Ostatnio zmieniony 12 cze 2020, 22:45 przez Remington, łącznie zmieniany 1 raz.
 #1097253  autor: Remington
 12 cze 2020, 22:23
pomówienie «wypowiedź, w której ktoś bezpodstawnie oskarża kogoś»

Kluczem jest więc wyraz "bezpodstawnie". Aby ustalić czy mamy do czynienia z pomówieniem, czy też obiektywnym stwierdzeniem faktu, autorzy obu wypowiedzi powinni byli przedstawić dowody na ich poparcie:

1. @Misutoresu9 przedstawił(a) linki do wiarygodnego źródła potwierdzające głoszone tezy o aplikacji ProteGo Safe
2. @MlotLuu nie potrafił(a) udowodnić swoich oskarżeń wobec @Misutoresu9, a wskazany przez niego link wręcz jednemu z nich zaprzeczył

Pozostałe zawierające pomówienia posty @MlotLuu oraz wszystkie nań odpowiedzi zostały usunięte.
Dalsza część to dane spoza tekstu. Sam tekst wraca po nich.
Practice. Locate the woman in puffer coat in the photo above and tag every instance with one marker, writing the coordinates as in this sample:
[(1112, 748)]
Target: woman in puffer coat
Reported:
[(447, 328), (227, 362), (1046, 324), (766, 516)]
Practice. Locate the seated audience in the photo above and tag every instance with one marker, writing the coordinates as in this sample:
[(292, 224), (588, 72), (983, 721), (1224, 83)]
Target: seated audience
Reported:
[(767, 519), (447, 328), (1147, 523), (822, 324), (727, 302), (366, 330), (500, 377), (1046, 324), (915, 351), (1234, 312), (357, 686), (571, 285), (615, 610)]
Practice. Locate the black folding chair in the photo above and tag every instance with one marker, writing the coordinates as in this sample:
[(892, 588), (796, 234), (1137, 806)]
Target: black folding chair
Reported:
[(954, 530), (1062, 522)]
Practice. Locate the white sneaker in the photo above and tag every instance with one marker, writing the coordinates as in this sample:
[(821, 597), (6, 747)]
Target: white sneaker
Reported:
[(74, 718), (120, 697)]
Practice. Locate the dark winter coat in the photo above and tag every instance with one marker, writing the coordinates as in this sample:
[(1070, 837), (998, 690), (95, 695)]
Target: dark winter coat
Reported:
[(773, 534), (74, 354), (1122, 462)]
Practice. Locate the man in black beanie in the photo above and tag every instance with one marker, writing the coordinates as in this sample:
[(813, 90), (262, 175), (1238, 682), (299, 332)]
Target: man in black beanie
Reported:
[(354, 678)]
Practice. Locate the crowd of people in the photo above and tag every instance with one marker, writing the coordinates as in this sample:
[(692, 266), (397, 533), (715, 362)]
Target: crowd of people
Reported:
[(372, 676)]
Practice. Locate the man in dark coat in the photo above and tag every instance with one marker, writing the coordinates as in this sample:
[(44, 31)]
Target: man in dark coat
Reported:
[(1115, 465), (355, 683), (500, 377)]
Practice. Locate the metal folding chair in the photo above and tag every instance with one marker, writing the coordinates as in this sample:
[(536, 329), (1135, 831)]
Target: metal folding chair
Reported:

Wobec dotychczasowego przebiegu dyskusji i braku zainteresowania udziałem w niej ze strony społeczności użytkowników forum Telepolis, kończymy ją poniższymi słowami:


Remington pisze:
12 cze 2020, 00:24
Istnieje coś takiego jak subiektywny rating źródeł, czyli budowana latami wiarygodność źródeł informacji lub ekspertów. Tu mamy przedstawione tylko argumenty nowo zarejestrowanych NN forumowiczów, którzy uzasadnili nimi swoje tezy, lecz ich rating nadal jest zerowy. Mamy też źródło w postaci Niebezpiecznika, który latami zapracował na poważanie i wiarygodność. Każdy czytający ten wątek sam zdecyduje, komu dać wiarę.